Republicans first released the border adjustment plan last year, proposing to levy new taxes on imports while lessening the tax burden on exports. The goal is to incentivize buying American, but it also would disproportionately affect certain retailers that rely on imports to fill their stores with items like clothing and electronics.
Representatives for those companies say the added cost would land directly on consumers.
“We fundamentally believe this is a consumer tax, one that will force consumers to pay 20 percent more for the products they need,” said Brian Dodge, of the Retail Industry Leaders Association, which is about to launch television ads across the country to talk about the border adjustment proposal. “We view this as an education campaign because we believe once people understand this is a tax on consumers, they will recognize that it is unacceptable.”
Paulsen said he’s taking the feedback from his district seriously. He said he’s met with dozens of business owners on Capitol Hill and has offered to get them directly in touch with Rep. Kevin Brady, the Ways and Means chairman who’s also his roomie. It’s hard to pull off large-scale tax reform without irking someone, Paulsen said.
Paulsen argued that if imports are taxed, the U.S. dollar eventually would grow stronger, making it easier for companies like Target to absorb the cuts — a claim the companies say is not true.
Robert Kudrle, a University of Minnesota professor who specializes in international trade, said he sees on paper how the tax adjustments could boost the dollar. But he said negative effects also might be felt if other countries started retaliating against the U.S.
“The problem is you can’t predict what a major change in U.S. policy like this will do or how other people will react,” Kudrle said. “It can be quite destabilizing to the world economy.”
Asked whether he supports increasing the cost of consumer goods — everything from oil and gas to pharmaceuticals to school supplies could be affected — Paulsen said, “We want to make sure it’s a soft landing.”
The Senate is cooler to a border adjustment tax, and the White House has given mixed signals. Trump, who met with retail industry leaders this week and heard them slam the idea, called it too complicated.
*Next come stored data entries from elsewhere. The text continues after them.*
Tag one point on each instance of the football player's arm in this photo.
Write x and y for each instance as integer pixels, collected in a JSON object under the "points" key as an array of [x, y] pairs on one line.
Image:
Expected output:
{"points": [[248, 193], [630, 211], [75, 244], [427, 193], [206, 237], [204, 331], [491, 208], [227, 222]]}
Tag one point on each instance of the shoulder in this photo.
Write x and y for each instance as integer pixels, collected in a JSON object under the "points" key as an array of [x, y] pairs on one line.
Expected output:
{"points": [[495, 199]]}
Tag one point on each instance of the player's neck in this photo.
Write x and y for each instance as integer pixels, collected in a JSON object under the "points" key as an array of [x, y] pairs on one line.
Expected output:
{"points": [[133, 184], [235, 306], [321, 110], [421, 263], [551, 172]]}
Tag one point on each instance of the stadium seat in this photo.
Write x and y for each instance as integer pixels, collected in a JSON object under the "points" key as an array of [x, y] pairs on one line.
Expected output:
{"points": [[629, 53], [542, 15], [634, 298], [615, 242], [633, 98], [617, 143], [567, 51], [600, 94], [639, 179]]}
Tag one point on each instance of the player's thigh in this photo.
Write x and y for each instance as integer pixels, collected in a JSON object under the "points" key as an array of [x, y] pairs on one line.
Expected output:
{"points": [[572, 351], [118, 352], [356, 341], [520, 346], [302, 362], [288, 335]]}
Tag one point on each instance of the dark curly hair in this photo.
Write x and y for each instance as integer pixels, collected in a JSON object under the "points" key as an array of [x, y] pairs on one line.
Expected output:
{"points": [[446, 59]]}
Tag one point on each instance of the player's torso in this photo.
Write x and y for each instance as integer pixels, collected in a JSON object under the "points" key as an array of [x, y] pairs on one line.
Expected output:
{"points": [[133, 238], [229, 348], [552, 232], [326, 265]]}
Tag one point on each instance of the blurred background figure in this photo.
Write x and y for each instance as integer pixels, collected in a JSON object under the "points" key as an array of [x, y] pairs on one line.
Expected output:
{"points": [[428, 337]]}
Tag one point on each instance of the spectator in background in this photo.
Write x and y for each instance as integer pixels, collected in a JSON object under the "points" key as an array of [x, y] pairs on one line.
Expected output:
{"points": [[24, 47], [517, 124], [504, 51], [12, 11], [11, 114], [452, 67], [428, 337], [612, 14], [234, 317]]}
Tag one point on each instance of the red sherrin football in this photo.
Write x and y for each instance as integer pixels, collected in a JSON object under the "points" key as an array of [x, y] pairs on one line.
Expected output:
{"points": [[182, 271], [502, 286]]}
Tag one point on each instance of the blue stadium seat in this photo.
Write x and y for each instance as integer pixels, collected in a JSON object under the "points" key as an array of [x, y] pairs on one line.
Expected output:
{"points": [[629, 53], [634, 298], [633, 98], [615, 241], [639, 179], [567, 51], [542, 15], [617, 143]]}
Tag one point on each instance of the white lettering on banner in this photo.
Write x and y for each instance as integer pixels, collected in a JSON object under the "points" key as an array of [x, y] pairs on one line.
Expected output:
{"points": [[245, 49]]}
Sen. Amy Klobuchar, a Democrat who has worked with Paulsen on other initiatives, said she was all in favor of “well-crafted incentives to keep jobs and revenue in our country” but was concerned about border adjustment because of the costs being passed along to consumers.
“This proposal came from the House, and the Senate will be working on alternative ideas,” she said.
Paulsen’s free-trade politics are at odds with broader Trump administration rhetoric. The president has said he wants to renegotiate NAFTA. He quickly tossed out the Trans-Pacific Partnership, an Obama trade agreement proposal with Asian nations that Paulsen endorsed, and said he won’t get into further trade agreements without putting America first.
Paulsen, who wrote in Florida Sen. Marco Rubio for president last November, called those stances worrisome. He said the best way to advance American interests in the global economy is to be a major player rather than pulling away.
“We can keep the momentum going so China doesn’t fill the vacuum,” Paulsen said.
Charlie Weaver, executive director of the Minnesota Business Partnership, said he has pushed Minnesota’s delegation, including Paulsen, to resist Trump on trade.
“Mostly, we’ve emphasized that tearing up NAFTA would be devastating to Minnesota companies,” Weaver said. “This is a global economy. Protectionism is not good for the economy and it’s not good for jobs in this America. It doesn’t work.”
Vin Weber, a former Minnesota congressman and now a Washington lobbyist, called the tax reform conundrum a big problem for Republicans.
“[T]ax reform is a central promise of the president and the Republicans in the House and they have to do it,” Weber said. “They’ve made a lot of promises, but now they have to figure out how to reconcile those promises.”